Additionally, our results demonstrated a strong relationship between sperm parameters and PRM1 and PRM2 mRNA levels. Numerous studies have demonstrated a relationship between PRM transcript patterns and seminal characteristics such as sperm motility and morphology (26, 27). A significant association was observed between the quantity of PRM1 and PRM2 transcripts and sperm morphology (28). Lack of PRM2 results in infertility with significant abnormalities in sperm motility and head morphology (29). Changes in PRM mRNA have been linked to sperm motility (30). Men with higher motility had lower PRM1 transcript levels than those with weakly motile sperm (26).

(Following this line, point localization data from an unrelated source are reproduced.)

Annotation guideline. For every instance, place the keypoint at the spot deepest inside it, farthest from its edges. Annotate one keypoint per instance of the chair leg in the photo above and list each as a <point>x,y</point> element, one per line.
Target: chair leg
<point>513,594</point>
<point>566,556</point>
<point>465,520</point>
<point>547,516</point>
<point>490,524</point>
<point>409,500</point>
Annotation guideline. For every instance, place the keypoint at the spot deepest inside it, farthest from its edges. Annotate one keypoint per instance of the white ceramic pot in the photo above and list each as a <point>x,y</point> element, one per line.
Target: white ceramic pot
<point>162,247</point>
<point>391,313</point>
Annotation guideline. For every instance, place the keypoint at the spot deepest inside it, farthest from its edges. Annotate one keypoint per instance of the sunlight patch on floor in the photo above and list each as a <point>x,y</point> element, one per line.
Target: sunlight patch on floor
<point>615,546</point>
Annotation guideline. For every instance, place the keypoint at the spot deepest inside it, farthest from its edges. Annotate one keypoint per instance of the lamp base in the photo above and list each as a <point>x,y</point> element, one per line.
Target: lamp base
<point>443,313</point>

PRM insufficiency was more commonly seen in spermatozoa with defective head morphology (30).
Furthermore, it has been observed that the percentage of increasingly motile sperm and the total motile sperm are substantially correlated with normal ratios of PRM transcripts (31). Sperm transcript abundance of PRM1 and PRM2 were higher in bulls with higher sperm motility. Moreover, it has been revealed that there is a higher transcript level of PRM1 in the Frieswal bulls with high-quality sperm than in the group with low-quality semen (32). Individuals with oligozoospermia, asthenozoospermia, and teratozoospermia had significantly varied percentages of spermatozoa with PRM deficiency (11). In addition, the current study demonstrated that abnormally low transcript levels of PRM1 and PRM2 in ejaculated spermatozoa are linked to SDF. Normozoospermic males and azoospermic patients have quite different sperm PRM mRNA ratios. The PRM2/PRM1 mRNA ratio and SDF were shown to be significantly correlated (33).
4.1. Strengths and limitations
Our study, refers to the effects of paternal age on sperm PRM transcripts content. However, other factors such as occupational status and diet can affect our results. This study needs to be investigated in a larger sample size.
5. Conclusion
Our findings showed that PRM transcript concentration and paternal age are related, and aberrant genomic stability is linked to lower sperm quality and decreased fertility in older men. According to this study, the evaluation of sperm PRM mRNA abundance has high predictive values for sperm quality analysis. It could result in the creation of novel treatment strategies for male infertility.
Data Availability
The corresponding author can provide data supporting the study's conclusions upon reasonable request.
Author Contributions
M. Dorostghoal, H. Galehdari, and M. Hemadi contributed to the study conception and design. B. Dolatshahi performed material preparation, data collection, and analysis. All authors contributed to the writing of the original draft, review, and editing. All authors approved the final manuscript and take responsibility for the integrity of the data.
Acknowledgments
The authors would like to thank the Vice Chancellor for Research of Shahid Chamran University of Ahvaz, Iran for the research (grant no: 95.30.02.31400). The authors declare that no artificial intelligence was used in the preparation of this manuscript.
Conflict of Interest
The authors declare that there is no conflict of interest.